Unspeakable Morality
It is a general and primary principle of rationality, that we should not believe that which there is insufficient reason to believe; likewise, a principle of social morality that we should not enforce upon our fellows a law which there is insufficient justification to enforce.
Nonetheless, I've always felt a bit nervous about demanding that people be able to explain things in words, because, while I happen to be pretty good at that, most people aren't.
"I remember this paper I wrote on existentialism. My teacher gave it back with an F. She’d underlined true and truth wherever it appeared in the essay, probably about twenty times, with a question mark beside each. She wanted to know what I meant by truth." —Danielle Egan (journalist)
This experience permanently traumatized Ms. Egan, by the way. Because years later, at a WTA conference, one of the speakers said that something was true, and Ms. Egan said "What do you mean, 'true'?", and the speaker gave some incorrect answer or other; and afterward I quickly walked over to Ms. Egan and explained the correspondence theory of truth: "The sentence 'snow is white' is true if and only if snow is white"; if you're using a bucket of pebbles to count sheep then an empty bucket is true if and only if the pastures are empty. I don't know if this cured her; I suspect that it didn't. But up until that point, at any rate, it seems Ms. Egan had been so traumatized by this childhood experience that she believed there was no such thing as truth - that because her teacher had demanded a definition in words, and she hadn't been able to give a good definition in words, that no good definition existed.

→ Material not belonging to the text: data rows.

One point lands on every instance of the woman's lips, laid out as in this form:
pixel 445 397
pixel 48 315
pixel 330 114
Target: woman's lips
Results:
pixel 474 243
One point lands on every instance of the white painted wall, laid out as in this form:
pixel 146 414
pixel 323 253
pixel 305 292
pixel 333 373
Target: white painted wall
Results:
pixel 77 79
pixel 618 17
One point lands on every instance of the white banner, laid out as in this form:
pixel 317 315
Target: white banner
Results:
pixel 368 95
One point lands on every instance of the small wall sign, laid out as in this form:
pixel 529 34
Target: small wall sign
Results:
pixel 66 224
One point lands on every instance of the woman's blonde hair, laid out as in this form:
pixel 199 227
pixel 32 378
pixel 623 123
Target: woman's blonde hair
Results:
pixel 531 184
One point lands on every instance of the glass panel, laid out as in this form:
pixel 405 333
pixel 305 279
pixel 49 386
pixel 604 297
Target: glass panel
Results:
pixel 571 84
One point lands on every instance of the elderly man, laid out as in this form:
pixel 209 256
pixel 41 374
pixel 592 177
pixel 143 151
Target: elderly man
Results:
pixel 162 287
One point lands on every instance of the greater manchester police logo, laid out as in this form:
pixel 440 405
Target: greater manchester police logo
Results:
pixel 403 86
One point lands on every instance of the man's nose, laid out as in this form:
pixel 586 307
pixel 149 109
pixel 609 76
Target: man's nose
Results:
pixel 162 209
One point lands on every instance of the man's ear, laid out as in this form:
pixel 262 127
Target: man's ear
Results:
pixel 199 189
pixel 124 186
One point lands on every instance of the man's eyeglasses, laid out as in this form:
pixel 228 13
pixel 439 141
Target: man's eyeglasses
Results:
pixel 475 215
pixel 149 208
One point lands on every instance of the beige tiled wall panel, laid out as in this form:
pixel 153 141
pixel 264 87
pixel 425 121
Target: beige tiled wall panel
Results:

Of which I usually say: "There was a time when no one could define gravity in exquisitely rigorous detail, but if you walked off a cliff, you would fall."
On the other hand - it is a general and primary principle of rationality that when you have no justification, it is very important that there be some way of saying "Oops", losing hope, and just giving up already. (I really should post, at some point, on how the ability to just give up already is one of the primary distinguishing abilities of a rationalist.) So, really, if you find yourself totally unable to justify something in words, one possibility is that there is no justification. To ignore this and just casually stroll along, would not be a good thing.
And with moral questions, this problem is doubled and squared.